The Glen Ellyn Main Street Historic District is a set of eleven buildings in Glen Ellyn, Illinois. The houses were built between 1874 and 1890 when the village was known as Prospect Park. The swampy setting of the village began to gain a reputation as a retreat away from the city, and by 1882 the village was large enough for incorporation. Wealthy businessmen built homes along the main stretch of the village in what would become the historical district. In the mid-1880s, a river was dammed, creating Lake Glen Ellyn, spurring the new name for the village.

==Buildings==

===Significant structures===
These buildings are of particular historical or architectural interest. These residents were owned by early settlers and still resemble the original building.
- Benjamin Gault House (1890) - Gault was an ornithologist known locally as "the bird man". He was a member of the National Geographic Society and National Audubon Society, and the secretary of the Wilson Ornithological Society. His articles appeared in The Auk and the Smithsonian Institution. The home was formerly the site of the first school in the village.
- Edgar H. McChesney House (1885) - Queen Anne style residence. McChesney opened a grocery store with his brother in 1878. He sold his business and was later postmaster and village president. The house features an iron gate and a horse barn.
- Nelson P. Dodge House (1882) - Italianate style residence. Dodge was a carpenter and the son of an early settler to the region.
- Henry Fennamore House (1874) - Gothic Revival style residence. A private kindergarten was taught in the residence in the 1920s.
- Whittle–Meacham House (1889) - Queen Anne style. The original owner, Civil War veteran James F. Whittle, sold the house to George Meacham in 1899 when he retired to Alabama. Meacham was related to the Meacham family that originally settled in Bloomingdale.
- John Newton Nind House (1876) - Italianate style. Nind moved from Bloomingdale Township to start a farm. He built this house after he retired in 1875. Later renovation incorporated Greek Revival elements into the house.

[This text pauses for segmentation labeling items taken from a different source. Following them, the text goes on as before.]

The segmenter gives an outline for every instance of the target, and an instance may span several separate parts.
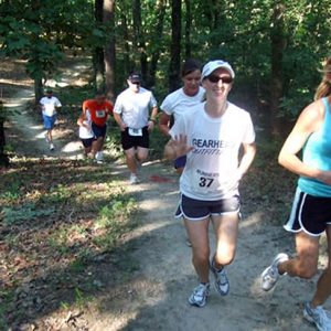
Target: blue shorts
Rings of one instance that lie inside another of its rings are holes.
[[[56,121],[56,114],[53,116],[43,115],[44,128],[46,130],[52,130]]]
[[[82,143],[85,148],[92,147],[92,142],[95,140],[94,138],[81,138]]]
[[[173,167],[175,169],[179,169],[179,168],[184,168],[186,164],[186,156],[183,156],[183,157],[179,157],[174,160],[173,162]]]
[[[95,139],[98,139],[99,137],[105,138],[106,131],[107,131],[107,125],[98,126],[95,122],[92,122],[92,131],[94,134]]]
[[[148,127],[142,128],[142,136],[130,136],[129,128],[120,132],[121,147],[124,150],[128,150],[132,147],[149,148],[149,131]]]
[[[331,197],[309,195],[297,188],[292,210],[284,228],[320,236],[328,225],[331,225]]]
[[[175,217],[184,217],[189,221],[201,221],[212,215],[226,215],[237,213],[241,216],[241,199],[239,195],[234,195],[229,199],[215,201],[195,200],[184,194],[175,212]]]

===Contributing structures===
These buildings are not as historically important as "significant" structures but are at least fifty years old and have had minimal alterations.
- 564 Main Street (c. 1890) - Vernacular house partially destroyed in a 1904 fire.
- 569 Main Street (c. 1925) - Craftsman residence.
- 571 Main Street (c. 1920) - Craftsman residence.

===Intrusions===
These buildings contrast with the surrounding buildings. Though they are listed as part of the district, they are not historically relevant.
- 580 Main Street (c. 1945) - Ranch-style house
- 587 Main Street (c. 1925) - Dutch Colonial Revival house.